How to keep your mint leaves from turning brown
Your mint plant is a very hardy plant, but it can still suffer if you don’t treat it right. Here are some of the most common ways to ensure your mint plant will be healthy, green, and fresh for as long as possible. Most of these apply to other herb plants, like basil and rosemary or parsley.
Don’t over or underwater
A good rule of thumb for any aromatic herb is to only water when you notice the leaves drooping a little, or twice a week if you live somewhere quite warm. Mint tends to like higher moisture in the air and soil, but it is not a fern or moss, so give it just a little more water than your average house plant.
But of course, mint does not like standing water so always use a very well draining soil and pot. Mint likes soil that is moist, but not waterlogged.
If you want to make sure the plant needs water, put a finger into the top inch of soil. If the whole inch is dry, then it can be watered.
Read also: Why Do Bananas Turn Brown In The Fridge ?

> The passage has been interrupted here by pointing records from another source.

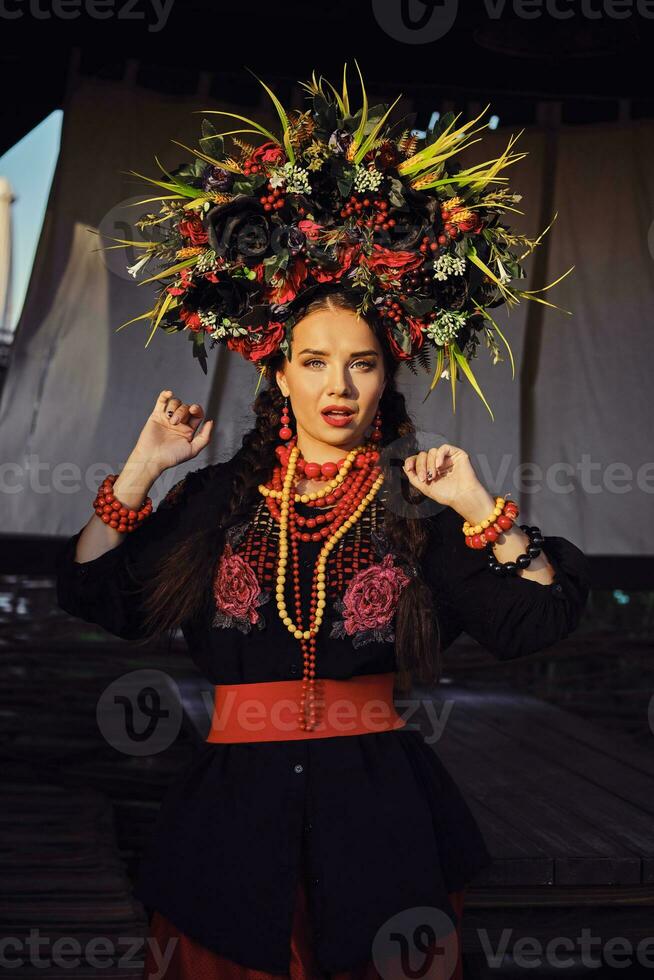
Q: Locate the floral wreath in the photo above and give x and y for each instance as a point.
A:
(340, 197)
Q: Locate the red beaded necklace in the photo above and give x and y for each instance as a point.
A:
(358, 477)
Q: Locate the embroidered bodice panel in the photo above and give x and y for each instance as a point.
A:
(364, 577)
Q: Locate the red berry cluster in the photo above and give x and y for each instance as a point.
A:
(427, 245)
(357, 205)
(391, 309)
(251, 167)
(274, 200)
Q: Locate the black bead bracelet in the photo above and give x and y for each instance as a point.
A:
(536, 542)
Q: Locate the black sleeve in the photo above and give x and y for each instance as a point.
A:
(106, 590)
(511, 616)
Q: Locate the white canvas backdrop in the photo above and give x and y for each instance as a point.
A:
(78, 393)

Water the stalks and soil, never the leaves
This is the case for most plants actually. Fungal infections are quite easy to catch, and they propagate faster if there is a lot of moisture in the air and/or on the plant itself. And water droplets on the leaves themselves may cause sunburn if the plant is in direct sunlight – the droplet will act like a small magnifying glass and heat that portion of the leaf.
The best way to water any plant is to water the ground, right at the stalks. Do your best to leave the leaves and flowers dry.
Don’t let the mint plant stay in direct sunlight
All plants need sunlight, including mint. But fragile, tender herbs like mint, basil, parsley, dill, and other similar herbs really don’t do well in bright, direct sunlight. So keep your mint in a shade but bright spot, like on a porch that is covered and only gets sunlight in the second part of the day. By the time the sunlight hits the plant it won’t be a bright and hot to damage the plant.
This is especially true if you live somewhere very hot, or if you’re growing your mint on a windowsill facing S-SW-W where the sunlight is very hot. If that is the case, take the mint away from the windowsill, and either place it on a N-NW window or just keep it close to the window but not in direct light.